PPI network analyses

To detect the potential interactions of the 62 genes, we uploaded these genes into the STRING database to construct the PPI network (Figure 3A). Next, the importance of these genes in the network was quantified using the cytoHubba app in Cytoscape (Supplementary Table 2). The Top 20 genes showing the highest degree were chosen for further study, including EIF4A3, DDX28, KHDRBS3, AEN, CLK3, EIF4E2, RBM24, NIP7, ZFP36, NOVA1, CELF2, PABPC4L, CLP1, MYEF2, RNMT, PUS1, XAB2, EXO1, FDXACB, and RPS27 (Figure 3B).

PPI network construction and analysis. (A) The PPI network of the 62 differentially-expressed RBPs. (B) The Top 20 genes ranked by degree in the network. Abbreviation: PPI: protein-protein interaction.

Figure 3. PPI network construction and analysis. (A) The PPI network of the 62 differentially-expressed RBPs. (B) The Top 20 genes ranked by degree in the network. Abbreviation: PPI: protein-protein interaction.

RBM24 and RNMT were identified as potential diagnostic biomarkers to OA

15 of 62 RBPs were determined as significant features to evaluate the possibility of OA development via Lasso regression (Figure 4A). The parameters of these 15 features in the Lasso regression model are shown in Figure 4B. To render the predictive model more concise, we implemented other feature selection methods at the same time. SVM-RFE algorithm identified 37 variables significantly associated with the outcomes (Figure 4C). 47 genes were determined via univariate logistic regression with P < 0.01 filtering (Supplementary Table 3), and the Boruta algorithm helped to identify 37 genes (Figure 4D). Ultimately, RNA Guanine-7 Methyltransferase (RNMT) and RNA Binding Motif Protein 24 (RBM24) were con-determined by the feature selection algorithms and PPI network analysis (Figure 4E) and then included in the diagnosis model.
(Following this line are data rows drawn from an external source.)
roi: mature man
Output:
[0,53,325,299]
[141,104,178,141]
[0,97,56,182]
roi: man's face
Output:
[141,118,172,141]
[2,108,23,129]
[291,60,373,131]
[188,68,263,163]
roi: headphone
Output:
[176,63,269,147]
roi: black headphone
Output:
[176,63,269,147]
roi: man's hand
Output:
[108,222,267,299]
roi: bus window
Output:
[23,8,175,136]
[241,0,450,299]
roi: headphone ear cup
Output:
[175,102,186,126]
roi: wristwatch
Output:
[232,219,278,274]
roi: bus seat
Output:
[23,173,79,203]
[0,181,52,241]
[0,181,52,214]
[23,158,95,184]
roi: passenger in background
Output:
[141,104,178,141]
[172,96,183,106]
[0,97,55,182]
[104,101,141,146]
To clarify the specificity and sensitivity of RNMT and RBM24, we then performed the ROC analyses in the training cohort. The optimal cut-off value for RBM24 was 0.500, where its specificity and sensitivity were 0.944 and 0.800, respectively (Supplementary Figure 1A). The best cut-off for RNMT was 2.917, and its specificity and sensitivity were 0.778 and 0.900, respectively (Supplementary Figure 1B).
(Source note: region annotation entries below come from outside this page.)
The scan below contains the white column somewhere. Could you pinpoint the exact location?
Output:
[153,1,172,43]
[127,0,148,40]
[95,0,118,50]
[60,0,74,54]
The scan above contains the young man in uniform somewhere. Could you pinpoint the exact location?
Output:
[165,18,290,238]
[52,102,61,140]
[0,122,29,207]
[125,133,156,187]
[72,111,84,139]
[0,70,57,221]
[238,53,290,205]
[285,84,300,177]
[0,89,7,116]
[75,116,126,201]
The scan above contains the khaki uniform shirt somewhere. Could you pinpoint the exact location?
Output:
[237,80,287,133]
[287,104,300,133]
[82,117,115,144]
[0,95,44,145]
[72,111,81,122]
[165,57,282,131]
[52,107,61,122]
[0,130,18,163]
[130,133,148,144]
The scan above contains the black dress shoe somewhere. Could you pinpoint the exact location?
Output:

Feature selection via machine learning algorithms. (A) 15 genes were determined by Lasso regression. (B) The parameters of the variables in the Lasso regression model. (C) 37 genes were identified by SVM-RFE algorithm. (D) Boruta algorithm helped to select 37 genes. (E) RNMT and RBM24 were con-determined by the PPI network analysis and machine learning algorithms.

Figure 4. Feature selection via machine learning algorithms. (A) 15 genes were determined by Lasso regression. (B) The parameters of the variables in the Lasso regression model. (C) 37 genes were identified by SVM-RFE algorithm. (D) Boruta algorithm helped to select 37 genes. (E) RNMT and RBM24 were con-determined by the PPI network analysis and machine learning algorithms.
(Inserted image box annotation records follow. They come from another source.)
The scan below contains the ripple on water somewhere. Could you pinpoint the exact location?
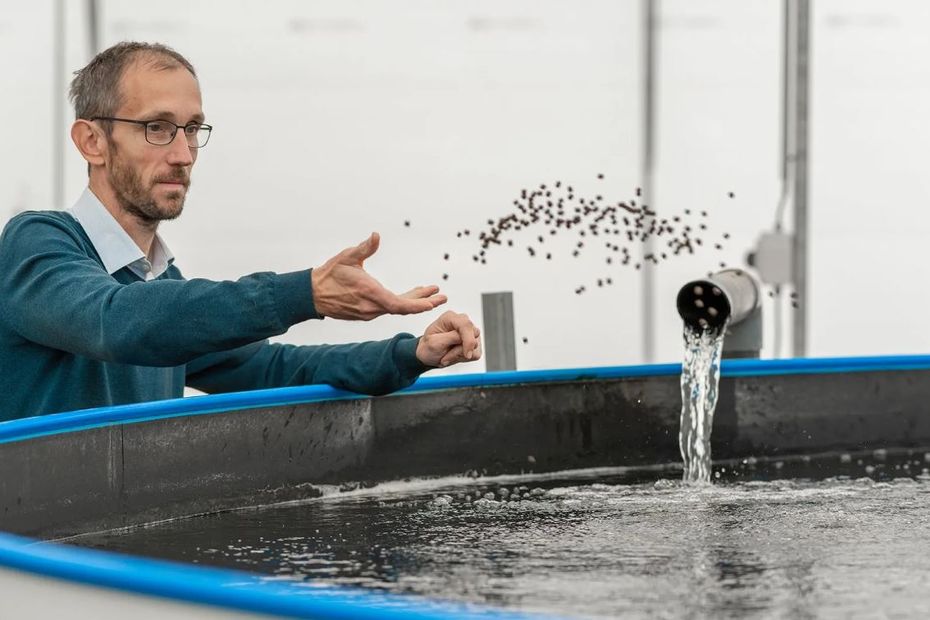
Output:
[76,451,930,618]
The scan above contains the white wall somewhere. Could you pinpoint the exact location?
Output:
[0,0,930,372]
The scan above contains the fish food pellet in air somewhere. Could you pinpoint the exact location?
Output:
[442,178,734,294]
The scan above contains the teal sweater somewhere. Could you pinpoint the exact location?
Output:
[0,211,427,420]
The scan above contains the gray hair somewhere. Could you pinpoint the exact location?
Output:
[68,41,197,122]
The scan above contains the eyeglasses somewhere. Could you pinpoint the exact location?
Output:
[90,116,213,149]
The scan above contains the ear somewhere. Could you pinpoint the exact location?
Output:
[71,118,107,166]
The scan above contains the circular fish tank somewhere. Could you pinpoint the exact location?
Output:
[0,356,930,618]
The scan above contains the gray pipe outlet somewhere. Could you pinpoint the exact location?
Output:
[677,269,762,336]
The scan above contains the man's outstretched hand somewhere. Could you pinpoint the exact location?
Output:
[417,312,481,368]
[310,233,446,321]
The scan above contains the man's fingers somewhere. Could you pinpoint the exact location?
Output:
[452,314,478,360]
[400,284,439,299]
[439,345,465,368]
[340,233,381,267]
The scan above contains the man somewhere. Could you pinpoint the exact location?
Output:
[0,43,481,420]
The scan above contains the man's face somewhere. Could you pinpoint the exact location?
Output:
[107,62,204,222]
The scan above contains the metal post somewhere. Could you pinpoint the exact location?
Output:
[481,291,517,372]
[52,0,65,209]
[641,0,659,363]
[792,0,810,357]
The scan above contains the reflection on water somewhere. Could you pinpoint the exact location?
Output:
[76,451,930,618]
Construction and external validation of the RF model

Based on the expressions of RBM24 and RNMT, an RF diagnosis model was developed, and the modeling parameters are stated above. The RF model exhibited high efficacy to distinguish the PA samples from the control cases, both in the training dataset (AUC = 1.000, 95% CI = 1.000–1.000, Figure 5A) and the GSE117999 dataset (AUC = 0.900, 95% CI = 0.769–1.000, Figure 5B). The confusion matrices in the training dataset and the GSE117999 dataset were displayed in Figure 5C and Figure 5D, respectively.

The performance of the random forest model in the public datasets. (A, B) The ROC analysis of the diagnosis model in the training (A) and external validation (B) datasets. (C, D) The confusion matrices of the model in the training (C) and external validation (D) datasets. Abbreviations: ROC: receiver operating characteristic.

Figure 5. The performance of the random forest model in the public datasets. (A, B) The ROC analysis of the diagnosis model in the training (A) and external validation (B) datasets. (C, D) The confusion matrices of the model in the training (C) and external validation (D) datasets. Abbreviations: ROC: receiver operating characteristic.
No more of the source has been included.